Remote Access

Remote Access with Tailscale

Access your StreamStash instance from anywhere — your phone, laptop, or another network — without opening ports or exposing your server to the internet.

What Is Tailscale?

Tailscale is a mesh VPN built on WireGuard that connects your devices into a private network. Every device gets a stable IP address (100.x.x.x) and can reach every other device on your Tailscale network — regardless of firewalls, NAT, or physical location.

This means you can run StreamStash on your home PC or NAS and access it from your phone while you're out, from your laptop at work, or from anywhere in the world — all without port forwarding, dynamic DNS, or exposing anything to the public internet.

Why Tailscale? StreamStash has no built-in authentication.
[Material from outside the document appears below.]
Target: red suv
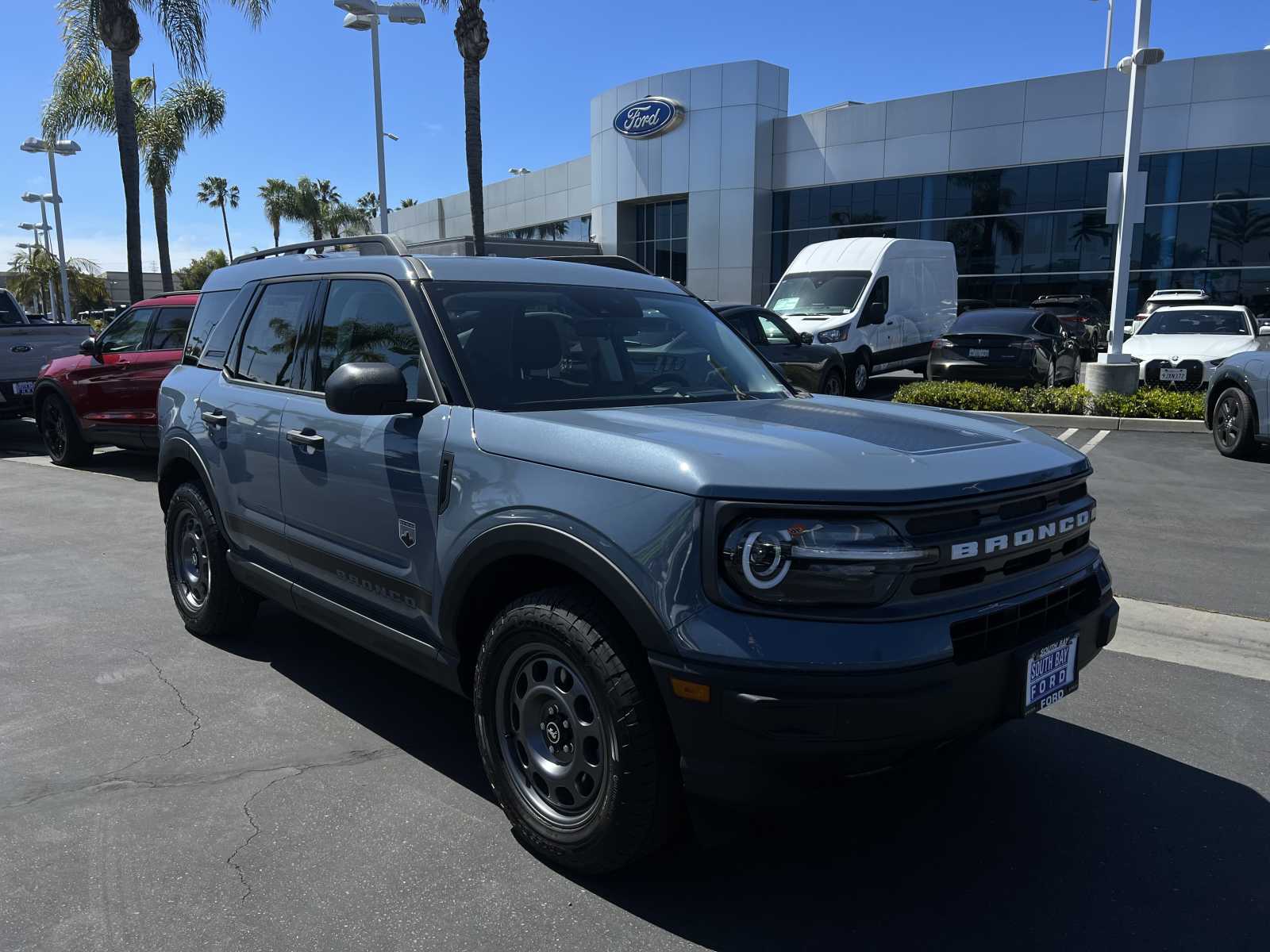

Tailscale acts as your security layer — only devices on your private network can reach StreamStash. No one else can even see it exists.

How It Works

The setup is simple:

  1. Install Tailscale on the machine running StreamStash (your server)
  2. Install Tailscale on any device you want to access it from (your phone, laptop, etc.)
  3. Both devices join the same Tailscale network
  4. Access StreamStash via the Tailscale IP — done

Setup Guide

Step 1: Create a Tailscale account

Sign up for free at tailscale.com. The free plan supports up to 100 devices — more than enough.

Step 2: Install Tailscale on your StreamStash server

Windows (currently the only supported StreamStash platform):

Download the Tailscale app from tailscale.com/download and install it. Sign in with your account. Tailscale will run in your system tray.

After authenticating, your server will receive a Tailscale IP address (e.g. 100.64.0.1). Note this down.

Note: macOS and Linux builds of StreamStash are coming soon. Once available, you can install Tailscale on those platforms too — see tailscale.com/download.

Step 3: Install Tailscale on your other devices

Install the Tailscale app on any device you want to access StreamStash from:

Sign in with the same account you used on your server.

Step 4: Access StreamStash remotely

With Tailscale connected on both devices, open a browser on your remote device and go to:

http://100.64.0.1:5000

Replace 100.64.0.1 with your server's actual Tailscale IP, and 5000 with your StreamStash port if you changed it.

That's it. No port forwarding, no firewall rules, no dynamic DNS. Tailscale handles all the networking.

Using MagicDNS (Optional)

Instead of remembering an IP address, you can enable MagicDNS in the Tailscale admin console to access your server by hostname:

http://my-server:5000
  1. Go to the Tailscale admin console
  2. Enable MagicDNS
  3. Your server is now reachable by its machine name

Access from Your Phone

StreamStash's web interface works in mobile browsers. With Tailscale on your phone:

  1. Open the Tailscale app and make sure it's connected
  2. Open Safari or Chrome
  3. Navigate to your StreamStash Tailscale IP or hostname
  4. You'll see the full StreamStash dashboard — check downloads, monitor recordings, browse your library

NAS / Headless Server Setup

Coming Soon: NAS and headless Linux support for StreamStash is in active development. The Tailscale instructions below are correct for the platforms themselves — once StreamStash ships Linux/Docker builds, this setup will work out of the box.

When Linux/Docker support lands, Tailscale setup on these platforms is straightforward:

Synology

Install the Tailscale package from the Synology Package Center. Authenticate via the web interface.

Unraid

Install the Tailscale plugin from Community Applications. Configure via the plugin settings page.

Linux Server

curl -fsSL https://tailscale.com/install.sh | sh
sudo tailscale up
# Note the 100.x.x.x IP printed

Security Considerations

Troubleshooting

Can't connect to StreamStash

Slow connection

Tailscale uses direct peer-to-peer connections when possible. If both devices are behind strict NATs, traffic may relay through Tailscale's DERP servers which adds latency. Check connection quality with tailscale ping <server-ip>.

Connection drops on mobile

Some mobile OS power-saving features may disconnect Tailscale in the background. On Android, disable battery optimization for the Tailscale app. On iOS, Tailscale reconnects automatically when you open the app.